Politique

NDDL: les zadistes attendent un « geste d’apaisement » du gouvernement

 

Les zadistes attendent « un geste d’apaisement » du gouvernement après avoir déposé des projets agricoles nominatifs à la préfecture. –
AFP

Une quarantaine de projets nominatifs ont été déposés par les zadistes de Notre-Dame-des-Landes à la préfecture pour régulariser leur situation, comme demandé par le gouvernement. Ils attendent désormais une main tendue en retour.

Les occupants menacés d’expulsion de la ZAD de Notre-Dame-des-Landes ont demandé ce lundi un « geste d’apaisement » au gouvernement, au dernier jour de l’ultimatum fixé par ce dernier, alors qu’un calme précaire régnait sur le bocage nantais.

« On attend un geste fort »

« Un geste a été fait de la part des habitants de la zone. Ce n’est plus à nous de faire un geste, c’est très clairement au gouvernement de faire un geste pour prolonger l’apaisement », a lancé Baptiste, 33 ans, artisan crêpier sur la ZAD, au cours d’une conférence de presse. « On attend un geste fort de leur part », a-t-il insisté.
    
Deux semaines après les premières expulsions sur la ZAD, qui ont conduit à la destruction de 29 « squats » sur 97 habitats recensés par le gouvernement, des explosions de grenades ont encore retenti ce lundi dans le bocage nantais. « Quelques opposants font face aux gendarmes. C’est plutôt calme, c’est du face à face, sans heurts », a indiqué la gendarmerie.
    
La route départementale 81, qui traverse la zone du nord au sud, n’est plus entravée par des barricades comme au début de l’opération de gendarmerie, qui mobilise quelque 2.500 militaires.

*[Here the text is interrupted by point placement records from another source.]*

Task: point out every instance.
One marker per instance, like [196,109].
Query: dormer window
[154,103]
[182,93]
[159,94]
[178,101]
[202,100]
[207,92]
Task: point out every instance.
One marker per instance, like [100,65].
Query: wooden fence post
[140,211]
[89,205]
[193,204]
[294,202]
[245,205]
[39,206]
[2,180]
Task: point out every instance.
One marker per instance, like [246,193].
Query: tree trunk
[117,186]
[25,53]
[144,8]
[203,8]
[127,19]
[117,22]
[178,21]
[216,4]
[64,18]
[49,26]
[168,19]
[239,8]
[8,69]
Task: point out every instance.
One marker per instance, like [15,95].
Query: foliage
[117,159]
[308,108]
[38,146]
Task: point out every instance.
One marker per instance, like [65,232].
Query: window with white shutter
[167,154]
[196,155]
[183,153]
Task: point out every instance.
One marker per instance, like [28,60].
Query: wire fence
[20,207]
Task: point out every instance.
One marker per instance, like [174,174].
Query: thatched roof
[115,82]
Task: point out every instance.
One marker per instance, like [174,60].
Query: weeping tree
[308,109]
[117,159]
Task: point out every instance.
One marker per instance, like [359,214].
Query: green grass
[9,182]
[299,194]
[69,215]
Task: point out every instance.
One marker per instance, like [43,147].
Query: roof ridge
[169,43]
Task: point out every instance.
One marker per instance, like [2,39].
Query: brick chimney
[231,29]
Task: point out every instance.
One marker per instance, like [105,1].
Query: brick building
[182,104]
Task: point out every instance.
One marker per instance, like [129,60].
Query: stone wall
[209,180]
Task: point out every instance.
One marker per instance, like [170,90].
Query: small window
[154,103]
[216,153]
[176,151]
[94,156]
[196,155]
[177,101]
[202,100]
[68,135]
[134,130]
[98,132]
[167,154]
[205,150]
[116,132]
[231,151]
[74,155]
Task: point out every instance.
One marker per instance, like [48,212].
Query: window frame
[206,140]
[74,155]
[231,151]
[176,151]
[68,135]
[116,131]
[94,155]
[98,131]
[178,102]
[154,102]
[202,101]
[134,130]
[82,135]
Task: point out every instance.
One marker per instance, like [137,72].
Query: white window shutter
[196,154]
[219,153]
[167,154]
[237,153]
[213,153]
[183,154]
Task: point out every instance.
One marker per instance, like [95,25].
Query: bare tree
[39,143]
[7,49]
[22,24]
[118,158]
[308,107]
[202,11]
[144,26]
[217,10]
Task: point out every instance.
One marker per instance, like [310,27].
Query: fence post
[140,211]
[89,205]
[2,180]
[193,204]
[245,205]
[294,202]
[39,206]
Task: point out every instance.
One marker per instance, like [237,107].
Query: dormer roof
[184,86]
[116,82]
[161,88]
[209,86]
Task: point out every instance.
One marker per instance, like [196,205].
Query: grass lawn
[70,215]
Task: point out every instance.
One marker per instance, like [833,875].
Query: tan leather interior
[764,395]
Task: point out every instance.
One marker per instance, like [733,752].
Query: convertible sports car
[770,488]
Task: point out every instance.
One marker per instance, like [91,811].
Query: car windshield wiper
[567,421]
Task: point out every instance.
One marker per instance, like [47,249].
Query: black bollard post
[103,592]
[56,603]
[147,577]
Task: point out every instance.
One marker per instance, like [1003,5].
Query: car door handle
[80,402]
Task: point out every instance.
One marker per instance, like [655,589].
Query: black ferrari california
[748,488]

« Le gros travail » des zadistes  

Vendredi, une délégation d’occupants de la ZAD a déposé une quarantaine de projets nominatifs à la préfecture pour régulariser la situation des occupants, comme l’avait exigé le gouvernement.
    
Si la préfète des Pays de la Loire Nicole Klein a souligné le « gros travail » des zadistes, la décision de poursuivre ou non les expulsions revient au chef du gouvernement.

Un retour du gouvernement  

« Depuis que le dossier a été déposé, il n’y a eu aucune communication gouvernementale qui allait dans le sens de l’apaisement. Donc on s’attend à la possibilité qu’ils reviennent intervenir… », estime Baptiste. « On a jusqu’à la fin de la journée pour présenter de nouveaux projets ou les affiner. Un travail continue d’être mené sur ce plan-là », ajoute-t-il.
    
Lors de la conférence de presse, plusieurs occupants ont rappelé que les projets déposés en préfecture étaient interdépendants et qu’il s’agissait d’une « démarche collective » pour le territoire. « On demande qu’on nous laisse un laboratoire d’expérimentation sur la gestion du foncier et sur les questions d’agro-écologie », explique de son côté Sarah, habitante de la ZAD.